# Z-Reflektor zur Sattelmontage nötig?



## CoolRider (12. März 2020)

Kennt ihr da einen? Und vorne? Einer mit so einer K-Nummer?


----------



## Dirty-old-man (13. März 2020)

Ja, hab ich von meinem Radl-Händler
Beide Reflis zusammen wiegen 48 Gramm 
Die Komplettausstattung 100 Gramm.


----------



## MTB-News.de




----------



## CoolRider (13. März 2020)

Und auf dem hinteren steht irgendwo ein Z?

Es geht hier um das Rad meines Sohnes.
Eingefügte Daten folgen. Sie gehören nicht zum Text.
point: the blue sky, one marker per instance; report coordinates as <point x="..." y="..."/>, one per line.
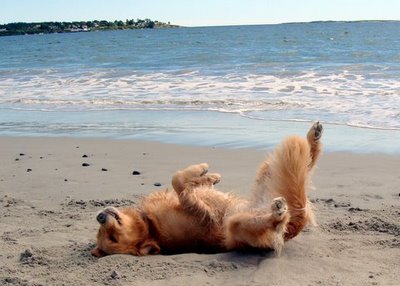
<point x="201" y="12"/>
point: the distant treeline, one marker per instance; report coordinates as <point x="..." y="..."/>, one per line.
<point x="79" y="26"/>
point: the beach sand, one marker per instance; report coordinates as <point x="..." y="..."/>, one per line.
<point x="49" y="200"/>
Stimmt es, dass bei Kinderfahrrädern keine STVO konforme „Lichtausstattung“ nötig ist?


----------



## Dirty-old-man (13. März 2020)

Nein kein Z aber eine E-Nummer und ein Wellenprüfzeichen (vor dem K)

K 1081 BS 6102/2
WA E1 023925


Der Rückreflektor ist für Strebenabstand 42,5mm gemacht, die Befestigung des vorderen für 31,6mm Lenkerdurchmesser

Meine Reflektorpakete ( ich hab fünf Laufradsäze zum Tauschen) bekomme ich von meinem Cube- Händler, der der Bike-Station angehört. 
Das Komplettpaket wiegt 100 Gramm und die Speichenreflektoren haben einen sehr geringen Luftwiderstand. (Im Gegensatz zu den Sticks)

Einen Rückrefli hab ich grad übrig.
Wenn Du keinen gscheiten Radhändler hast kann ich Dir das Teil mit Brief schicken

Ich bin aber recht sicher dass die guten Radhändler, also keine Discount-Buden, solche Reflektoren haben.
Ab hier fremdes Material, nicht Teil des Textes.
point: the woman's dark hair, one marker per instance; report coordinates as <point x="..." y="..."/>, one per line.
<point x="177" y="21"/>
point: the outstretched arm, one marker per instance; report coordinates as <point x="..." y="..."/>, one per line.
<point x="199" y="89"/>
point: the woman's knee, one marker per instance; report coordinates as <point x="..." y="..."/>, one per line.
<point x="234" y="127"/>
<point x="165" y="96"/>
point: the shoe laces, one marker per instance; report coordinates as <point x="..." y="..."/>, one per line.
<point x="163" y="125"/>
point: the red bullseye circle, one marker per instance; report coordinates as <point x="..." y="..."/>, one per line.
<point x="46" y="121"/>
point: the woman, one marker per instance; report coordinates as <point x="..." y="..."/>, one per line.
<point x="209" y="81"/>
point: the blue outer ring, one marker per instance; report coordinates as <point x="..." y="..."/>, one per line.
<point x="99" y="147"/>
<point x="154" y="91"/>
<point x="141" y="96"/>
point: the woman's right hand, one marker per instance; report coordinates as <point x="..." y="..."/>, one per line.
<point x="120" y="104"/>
Mit den Anforderungen an Licht bei Kinderrad kenn ich mich nicht aus. Aber eine zugelassene Lichtausstattung kostet wenig und wiegt um die 160 Gramm.
Die kann man in die Jackentasche stecken tagsüber.


----------



## Kati (13. März 2020)

CoolRider schrieb:


> Und auf dem hinteren steht irgendwo ein Z?
> 
> Es geht hier um das Rad meines Sohnes. Stimmt es, dass bei Kinderfahrrädern keine STVO konforme „Lichtausstattung“ nötig ist?


Dann, wenn es nicht am Straßenverkehr teilnimmt


----------



## prince67 (13. März 2020)

Dirty-old-man schrieb:


> Nein kein Z aber eine E-Nummer und ein Wellenprüfzeichen (vor dem K)
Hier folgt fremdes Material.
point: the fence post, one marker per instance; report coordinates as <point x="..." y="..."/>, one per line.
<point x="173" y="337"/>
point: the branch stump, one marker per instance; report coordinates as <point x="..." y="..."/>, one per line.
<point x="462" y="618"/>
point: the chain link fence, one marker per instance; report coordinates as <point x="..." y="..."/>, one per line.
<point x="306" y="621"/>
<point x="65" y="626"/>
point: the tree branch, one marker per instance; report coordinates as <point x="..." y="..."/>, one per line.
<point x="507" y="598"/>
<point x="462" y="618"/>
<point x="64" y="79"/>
Hinten muss es ein Z Reflektor sein





						Busch & Müller 'Z'-Rückstrahler b&m für Sattelklemmbolzen: Amazon.de: Sport & Freizeit
					

Busch & Müller 'Z'-Rückstrahler b&m für Sattelklemmbolzen: Amazon.de: Sport & Freizeit



					www.amazon.de


----------



## Dirty-old-man (13. März 2020)

Da steht aber kein Z drauf auf dem b&m. ???

Ist das die Bauart?
Mein Rürefli (und auch vo.) hat durchaus eine spitze längsverlaufende Erhebung in der Vertikalachse.

Sieht man gut auf den Bildern


----------



## DianaD80 (13. März 2020)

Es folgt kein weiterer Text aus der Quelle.